MUMBAI: Traders mounted their bearish bets on ICICI Bank on Tuesday, taking cues from the plunge in its American Depository Receipt (ADR) the previous night, as they speculated that the private lender's bad loans may increase with the Indian economy weakening.
Short positions in ICICI Bank stock futures surged after the five-year credit-default swaps (CDS) on the lender rose 88 basis points to 483 points in a week--one of the fastest increases among Asian banks.
ICICI December stock futures, which closed at Rs 708 against the share price of Rs 709.30, added around 4,500 contracts in open interest. While the contract was trading at a premium of almost Rs 4 for most of the day, it slipped into a discount of Rs 1 at close. ICICI Bank shares hit a 52-week low of Rs 690.25 earlier in the day.
"It is the largest private sector bank and when sectors like power, infrastructure and aviation are stressed, it is bound to increase worries about asset quality," said Saday Sinha, analyst at Kotak Securities.
ICICI Bank's CDS —the cost of insuring debt of the lender against non-payment— is still 13 points away from the record level of 496 on October 10. The country's largest lender State Bank of India's CDS, which has risen 43 basis points to almost 370 points, is about 26 points away from the high of 396 in October.
Analysts said the sudden pessimism about ICICI Bank has resulted in traders incurring losses in a trading strategy involving SBI. Many derivatives traders have been selling SBI contracts and buying ICICI Bank contracts, as part of a pairtrade strategy.
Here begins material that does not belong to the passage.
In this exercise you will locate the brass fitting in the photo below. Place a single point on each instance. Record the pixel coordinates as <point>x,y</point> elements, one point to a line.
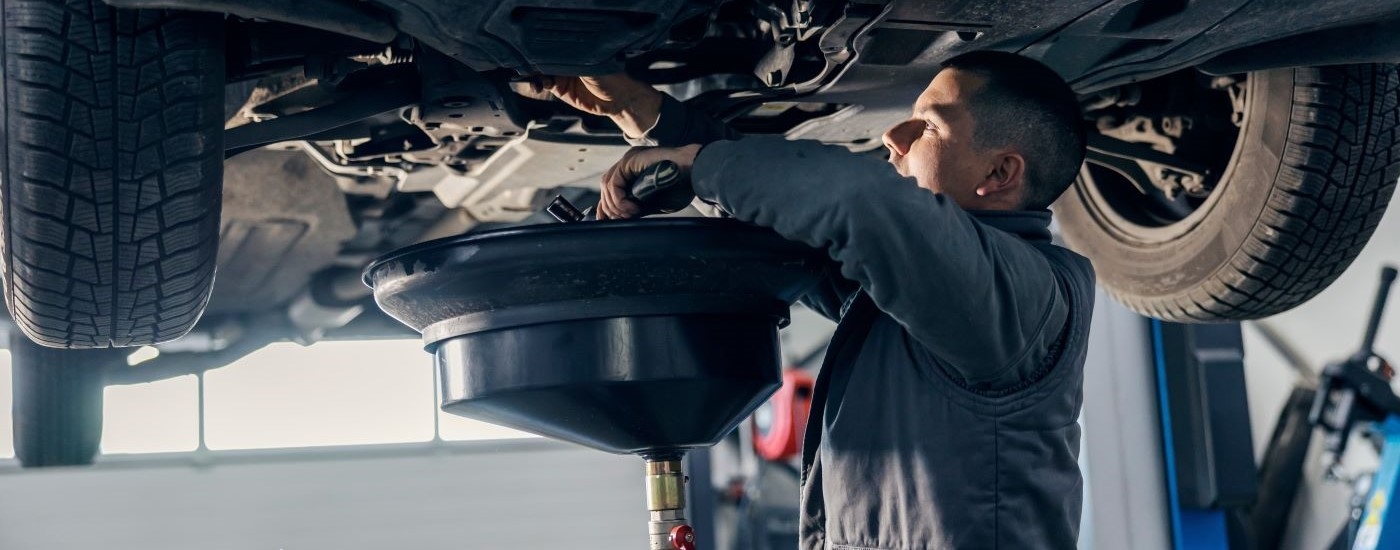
<point>665,486</point>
They expected SBI to outperform ICICI Bank.
"There have been renewed concerns over ICICI Bank, and this is unlike a few weeks ago when it was trading at comfortable levels. Its correlation with SBI futures has been disturbed," said a derivatives head of a Mumbai-based institutional brokerage, who declined to be named.
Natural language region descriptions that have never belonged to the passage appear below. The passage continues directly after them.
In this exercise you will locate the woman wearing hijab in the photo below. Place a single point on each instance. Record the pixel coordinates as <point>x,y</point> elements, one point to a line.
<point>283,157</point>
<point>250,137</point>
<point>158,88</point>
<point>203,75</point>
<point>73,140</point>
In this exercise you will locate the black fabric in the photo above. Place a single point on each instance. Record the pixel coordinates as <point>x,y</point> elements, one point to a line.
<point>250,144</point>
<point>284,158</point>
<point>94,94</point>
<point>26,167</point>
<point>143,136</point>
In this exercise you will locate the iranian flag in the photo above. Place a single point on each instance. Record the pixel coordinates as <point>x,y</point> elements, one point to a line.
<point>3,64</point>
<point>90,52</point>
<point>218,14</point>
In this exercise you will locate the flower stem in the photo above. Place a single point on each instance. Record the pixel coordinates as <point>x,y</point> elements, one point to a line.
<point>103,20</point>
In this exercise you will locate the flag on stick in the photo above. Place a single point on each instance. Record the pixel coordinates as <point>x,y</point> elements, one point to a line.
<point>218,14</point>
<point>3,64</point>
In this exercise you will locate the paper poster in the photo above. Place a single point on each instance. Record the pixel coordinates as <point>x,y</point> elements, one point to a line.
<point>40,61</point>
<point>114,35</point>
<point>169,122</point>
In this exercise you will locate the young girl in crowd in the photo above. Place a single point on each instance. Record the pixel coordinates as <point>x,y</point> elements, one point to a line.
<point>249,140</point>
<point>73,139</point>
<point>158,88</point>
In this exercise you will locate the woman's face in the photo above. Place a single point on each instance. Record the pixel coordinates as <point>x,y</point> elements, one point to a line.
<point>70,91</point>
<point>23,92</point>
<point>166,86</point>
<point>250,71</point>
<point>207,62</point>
A recent study by IDBI Capital Market shows the estimated Corporate Debt Restructuring (CDR) referrals of ICICI Bank in the second quarter of 2011-12 was Rs 1,170 crore.
The percentage of ICICI's estimated CDR referrals to its cumulative restructured book was at 46.9% in the quarter, the brokerage said. In comparison, this ratio was 2.5% for SBI, with its estimated CDR referrals at Rs 900 crore.
The percentage of ICICI's estimated CDR referrals to its cumulative restructured book was at 46.9% in the quarter, the brokerage said. In comparison, this ratio was 2.5% for SBI, with its estimated CDR referrals at Rs 900 crore.
"Our estimated Q2FY12 CDR referral as a percentage of cumulative restructured assets for some of the banks is quite high. This estimated CDR amount is likely to have been referred in Q2FY12, so banks are staring at atleast this amount for conversion to either restructured assets or NPAs in coming quarters," said Sandeep Jain, analyst at IDBI Capital, in a client note.
Some analysts are less worried about the likelihood of the surge in bad debts of Indian banks. "There are asset quality issues and if people are worried about it, then it is rightly so. But, we are of the view that Indian banks, and especially ICICI, will manage these asset issues well.
Here, the question is whether there will be earnings growth or not," said Rajat Rajgarhia, head – institutional research at Motilal Oswal Financial.